Personal information
- Born: 24 February 1983 (age 43)
- Listed height: 170 cm (5 ft 7 in)
- Listed weight: 64 kg (141 lb)
- Position: Guard

Career highlights
- WNBL All-Star Five (2011/12);

= Samantha Richards =

Australian basketball player

Samantha Richards (born 24 February 1983) is an Australian basketball guard from Melbourne, Victoria who played her junior basketball in Nunawading. She has played professionally in Australia for the WNBL's Dandenong Rangers, the Australian Institute of Sport, the Perth Lynx and the Bulleen Boomers. She has also played professionally in Europe. Richards has been a member of the Australia women's national basketball team on the U19, U21, University and Senior teams.

==Personal==
Richards was born on 24 February 1983 in Melbourne.

==Basketball==
Richards is a guard, specialising as a point guard. She played her junior basketball for Nunawading.

===Europe===
Richards has played basketball in Europe. In 2007, she signed to play with AZS PWSZ Gorzow in Poland. In 2009, she was playing for a Czech team.

===WNBL===
Richards played for the Dandenong Rangers in 1998, and 1998/1999 WNBL seasons. In 1999, she earned a scholarship with the Australian Institute of Sport (AIS) and played with the WNBL AIS team in 1999/2000. She rejoined Dandenong for the 2001/2002 season and continued to play for them during the 2002/2003 and 2003/2004 seasons, and was a key player in their Grand Final victory in 2003/2004. Her 2004 Dandenong team competed in the FIBA World League. She played for the Dandenong Rangers in 2004/2005. That season, her team won the league championship, Richards being a key part. She continued to play for the team in 2005/2006 and 2006/2007, missing the first third of the 2006/2007 season because she was injured. That season, she was the team's co-captain alongside Caitlin Ryan. This season, she was 25 years old. In the team's 66–61 loss to the Adelaide Lightning, she scored only five points, while attempting only a pair of three-point shots that she lost. In 2008, she was named as one of the players on the Dandenong Rangers Team of the Decade.

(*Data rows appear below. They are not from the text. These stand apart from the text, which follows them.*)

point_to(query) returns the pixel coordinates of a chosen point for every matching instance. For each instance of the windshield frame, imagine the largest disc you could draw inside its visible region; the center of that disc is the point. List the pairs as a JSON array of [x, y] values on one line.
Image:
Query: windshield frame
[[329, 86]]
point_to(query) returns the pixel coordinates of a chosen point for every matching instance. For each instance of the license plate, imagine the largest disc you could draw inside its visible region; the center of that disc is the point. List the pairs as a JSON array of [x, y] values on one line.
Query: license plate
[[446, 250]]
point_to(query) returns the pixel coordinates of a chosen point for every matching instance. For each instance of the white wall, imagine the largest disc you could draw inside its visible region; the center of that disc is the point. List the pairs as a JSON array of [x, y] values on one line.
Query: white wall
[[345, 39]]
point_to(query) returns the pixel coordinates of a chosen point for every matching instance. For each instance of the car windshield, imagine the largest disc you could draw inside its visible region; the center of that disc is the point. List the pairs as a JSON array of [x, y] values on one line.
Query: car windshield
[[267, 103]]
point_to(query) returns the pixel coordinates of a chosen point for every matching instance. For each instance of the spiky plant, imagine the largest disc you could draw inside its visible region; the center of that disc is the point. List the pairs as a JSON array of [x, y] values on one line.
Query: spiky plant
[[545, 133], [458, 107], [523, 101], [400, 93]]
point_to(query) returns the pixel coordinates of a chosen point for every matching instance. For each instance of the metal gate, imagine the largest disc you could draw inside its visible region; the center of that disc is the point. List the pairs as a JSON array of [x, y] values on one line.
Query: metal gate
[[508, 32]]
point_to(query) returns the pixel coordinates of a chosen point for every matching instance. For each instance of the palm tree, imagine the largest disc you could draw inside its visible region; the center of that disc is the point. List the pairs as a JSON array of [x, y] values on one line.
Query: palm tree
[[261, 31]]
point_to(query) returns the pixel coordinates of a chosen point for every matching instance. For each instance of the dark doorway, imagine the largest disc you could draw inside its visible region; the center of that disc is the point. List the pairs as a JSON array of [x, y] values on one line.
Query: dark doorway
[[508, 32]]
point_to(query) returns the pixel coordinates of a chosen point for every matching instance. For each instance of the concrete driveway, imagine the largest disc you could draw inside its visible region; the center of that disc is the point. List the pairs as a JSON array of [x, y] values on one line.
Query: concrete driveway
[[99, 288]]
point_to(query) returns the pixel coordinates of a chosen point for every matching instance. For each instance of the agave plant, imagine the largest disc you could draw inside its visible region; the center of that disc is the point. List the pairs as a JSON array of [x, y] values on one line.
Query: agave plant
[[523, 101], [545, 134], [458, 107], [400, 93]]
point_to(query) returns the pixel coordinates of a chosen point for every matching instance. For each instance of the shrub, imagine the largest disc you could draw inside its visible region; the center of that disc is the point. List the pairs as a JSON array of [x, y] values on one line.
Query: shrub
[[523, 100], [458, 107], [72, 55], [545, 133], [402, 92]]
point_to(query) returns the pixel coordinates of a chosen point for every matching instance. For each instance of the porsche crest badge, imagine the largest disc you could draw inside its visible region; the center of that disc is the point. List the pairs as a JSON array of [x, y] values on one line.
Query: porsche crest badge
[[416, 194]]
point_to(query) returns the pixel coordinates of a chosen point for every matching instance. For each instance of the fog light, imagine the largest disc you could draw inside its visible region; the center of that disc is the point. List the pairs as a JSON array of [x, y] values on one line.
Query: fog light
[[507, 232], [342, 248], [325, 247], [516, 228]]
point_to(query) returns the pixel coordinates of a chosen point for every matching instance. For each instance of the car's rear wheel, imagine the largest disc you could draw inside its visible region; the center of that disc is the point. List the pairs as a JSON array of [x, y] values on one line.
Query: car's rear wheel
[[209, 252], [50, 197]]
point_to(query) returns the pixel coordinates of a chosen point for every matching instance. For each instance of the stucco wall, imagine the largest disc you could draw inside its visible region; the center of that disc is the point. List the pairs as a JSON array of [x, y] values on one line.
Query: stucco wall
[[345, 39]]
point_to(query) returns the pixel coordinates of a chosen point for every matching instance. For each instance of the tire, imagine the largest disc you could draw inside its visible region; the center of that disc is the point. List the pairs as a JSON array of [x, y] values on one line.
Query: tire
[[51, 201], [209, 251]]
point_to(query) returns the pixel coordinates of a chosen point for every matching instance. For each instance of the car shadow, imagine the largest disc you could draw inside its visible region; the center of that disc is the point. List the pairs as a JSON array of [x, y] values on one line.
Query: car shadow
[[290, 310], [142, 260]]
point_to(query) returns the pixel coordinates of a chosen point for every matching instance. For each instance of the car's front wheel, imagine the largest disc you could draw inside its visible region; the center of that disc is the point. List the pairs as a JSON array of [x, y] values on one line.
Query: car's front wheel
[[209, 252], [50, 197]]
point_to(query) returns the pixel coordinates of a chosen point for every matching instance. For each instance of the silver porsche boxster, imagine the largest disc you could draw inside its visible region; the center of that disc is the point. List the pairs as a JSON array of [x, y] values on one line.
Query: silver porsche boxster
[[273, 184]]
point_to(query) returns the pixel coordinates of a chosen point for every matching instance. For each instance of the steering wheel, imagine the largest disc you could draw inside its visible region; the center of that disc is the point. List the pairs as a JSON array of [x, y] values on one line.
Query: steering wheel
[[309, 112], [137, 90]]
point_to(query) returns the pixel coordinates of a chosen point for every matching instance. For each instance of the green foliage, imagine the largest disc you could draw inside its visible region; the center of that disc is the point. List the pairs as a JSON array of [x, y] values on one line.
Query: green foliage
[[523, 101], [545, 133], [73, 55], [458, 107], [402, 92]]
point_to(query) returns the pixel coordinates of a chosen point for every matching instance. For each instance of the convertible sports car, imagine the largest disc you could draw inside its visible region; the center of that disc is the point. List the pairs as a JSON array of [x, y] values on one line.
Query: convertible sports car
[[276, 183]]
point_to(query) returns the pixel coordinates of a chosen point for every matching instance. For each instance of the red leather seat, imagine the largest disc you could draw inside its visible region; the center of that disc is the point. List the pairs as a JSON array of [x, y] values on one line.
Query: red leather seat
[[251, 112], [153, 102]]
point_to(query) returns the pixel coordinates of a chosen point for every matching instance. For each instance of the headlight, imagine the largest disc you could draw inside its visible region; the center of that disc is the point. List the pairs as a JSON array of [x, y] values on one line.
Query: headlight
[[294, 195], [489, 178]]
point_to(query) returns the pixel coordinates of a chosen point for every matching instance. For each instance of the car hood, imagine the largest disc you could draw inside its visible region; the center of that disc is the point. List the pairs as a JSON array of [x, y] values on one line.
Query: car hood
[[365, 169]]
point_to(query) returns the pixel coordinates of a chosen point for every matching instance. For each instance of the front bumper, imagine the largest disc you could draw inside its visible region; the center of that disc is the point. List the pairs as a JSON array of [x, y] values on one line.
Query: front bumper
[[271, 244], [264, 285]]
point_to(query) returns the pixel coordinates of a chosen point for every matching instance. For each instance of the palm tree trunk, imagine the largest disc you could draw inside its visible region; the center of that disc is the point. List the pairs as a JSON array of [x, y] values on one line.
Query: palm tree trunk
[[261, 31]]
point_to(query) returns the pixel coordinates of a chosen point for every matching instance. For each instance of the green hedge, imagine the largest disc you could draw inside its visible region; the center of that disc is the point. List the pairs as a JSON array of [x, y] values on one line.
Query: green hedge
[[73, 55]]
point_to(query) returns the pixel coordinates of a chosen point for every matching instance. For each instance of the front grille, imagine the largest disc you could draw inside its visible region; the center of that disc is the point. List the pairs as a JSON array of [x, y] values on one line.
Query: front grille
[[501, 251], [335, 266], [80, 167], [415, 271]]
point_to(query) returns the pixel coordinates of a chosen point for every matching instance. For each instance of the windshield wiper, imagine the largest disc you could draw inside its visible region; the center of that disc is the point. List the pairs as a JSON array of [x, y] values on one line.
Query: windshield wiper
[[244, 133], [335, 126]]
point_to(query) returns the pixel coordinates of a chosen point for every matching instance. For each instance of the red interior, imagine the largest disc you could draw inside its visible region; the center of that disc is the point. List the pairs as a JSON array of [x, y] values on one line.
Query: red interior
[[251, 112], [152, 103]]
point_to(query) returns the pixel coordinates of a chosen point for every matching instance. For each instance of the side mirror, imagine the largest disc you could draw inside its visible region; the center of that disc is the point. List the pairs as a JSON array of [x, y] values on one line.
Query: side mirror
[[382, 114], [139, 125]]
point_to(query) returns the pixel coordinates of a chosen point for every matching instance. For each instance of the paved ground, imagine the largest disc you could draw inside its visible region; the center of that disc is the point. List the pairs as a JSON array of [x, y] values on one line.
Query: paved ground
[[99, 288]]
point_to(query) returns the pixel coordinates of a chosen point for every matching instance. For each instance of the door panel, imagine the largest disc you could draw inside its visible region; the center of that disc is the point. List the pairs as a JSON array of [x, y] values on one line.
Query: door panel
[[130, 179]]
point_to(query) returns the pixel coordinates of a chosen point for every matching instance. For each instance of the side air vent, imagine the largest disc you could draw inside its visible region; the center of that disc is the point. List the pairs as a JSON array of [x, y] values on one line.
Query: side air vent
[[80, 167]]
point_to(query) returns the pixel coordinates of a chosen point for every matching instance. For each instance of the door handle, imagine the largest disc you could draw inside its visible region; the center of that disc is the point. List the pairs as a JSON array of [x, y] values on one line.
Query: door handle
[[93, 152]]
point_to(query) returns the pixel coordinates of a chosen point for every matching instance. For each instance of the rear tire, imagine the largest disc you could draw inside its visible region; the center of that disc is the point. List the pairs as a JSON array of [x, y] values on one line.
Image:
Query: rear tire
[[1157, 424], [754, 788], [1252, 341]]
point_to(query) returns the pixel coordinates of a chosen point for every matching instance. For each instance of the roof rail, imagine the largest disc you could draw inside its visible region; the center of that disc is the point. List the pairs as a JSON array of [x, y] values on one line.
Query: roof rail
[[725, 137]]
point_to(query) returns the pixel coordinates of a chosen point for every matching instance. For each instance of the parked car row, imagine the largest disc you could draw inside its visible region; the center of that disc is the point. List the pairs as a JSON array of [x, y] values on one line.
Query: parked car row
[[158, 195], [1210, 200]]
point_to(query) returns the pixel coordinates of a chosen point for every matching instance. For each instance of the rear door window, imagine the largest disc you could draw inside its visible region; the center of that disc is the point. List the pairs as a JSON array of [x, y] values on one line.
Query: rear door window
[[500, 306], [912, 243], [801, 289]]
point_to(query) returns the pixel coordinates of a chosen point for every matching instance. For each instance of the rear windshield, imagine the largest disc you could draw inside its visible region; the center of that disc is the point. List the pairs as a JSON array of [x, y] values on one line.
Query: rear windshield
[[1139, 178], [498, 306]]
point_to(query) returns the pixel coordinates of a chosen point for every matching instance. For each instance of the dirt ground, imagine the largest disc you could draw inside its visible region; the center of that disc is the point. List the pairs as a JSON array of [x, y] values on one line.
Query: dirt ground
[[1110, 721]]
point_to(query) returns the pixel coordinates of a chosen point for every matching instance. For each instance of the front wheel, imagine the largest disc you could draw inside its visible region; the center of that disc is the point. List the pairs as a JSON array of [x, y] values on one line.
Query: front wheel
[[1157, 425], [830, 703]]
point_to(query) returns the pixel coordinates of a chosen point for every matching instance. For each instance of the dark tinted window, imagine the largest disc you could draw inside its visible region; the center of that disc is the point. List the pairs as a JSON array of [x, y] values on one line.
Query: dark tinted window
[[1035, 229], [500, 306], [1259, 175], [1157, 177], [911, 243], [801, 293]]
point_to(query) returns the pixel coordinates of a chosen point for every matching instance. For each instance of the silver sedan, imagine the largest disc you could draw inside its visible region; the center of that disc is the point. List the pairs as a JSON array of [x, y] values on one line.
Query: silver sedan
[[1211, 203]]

Richards joined the Perth Lynx in 2007/2008. In a December 2007 game against her former team the Rangers, she scored 23 total points, 14 of them in the first half. She played for the Perth Lynx in 2008/2009. In a December 2008 game against the Christchurch Sirens, she scored 12 points in 66–61 win for the Sirens. She missed a pair of three-point shots in the clutch that would have tied the game for her team. Following the loss, her team remained in tenth and last position on the WNBL's ladder.

Richards played for the Bulleen Boomers in 2011/2012. That season, she was named to the WNBL's All-Star Five.

===National team===
Richards has represented Australia on U19, U21 and University level, and made her international debut in 2001, in the U19 World Championships for Australia. She has 20 caps for Australia's junior national team and 18 caps for the Australian Young national team. She was part of the Australian side at the 2003 FIBA U21 Women's Championships in Croatia and the 2007 Australian World University gold medal-winning team.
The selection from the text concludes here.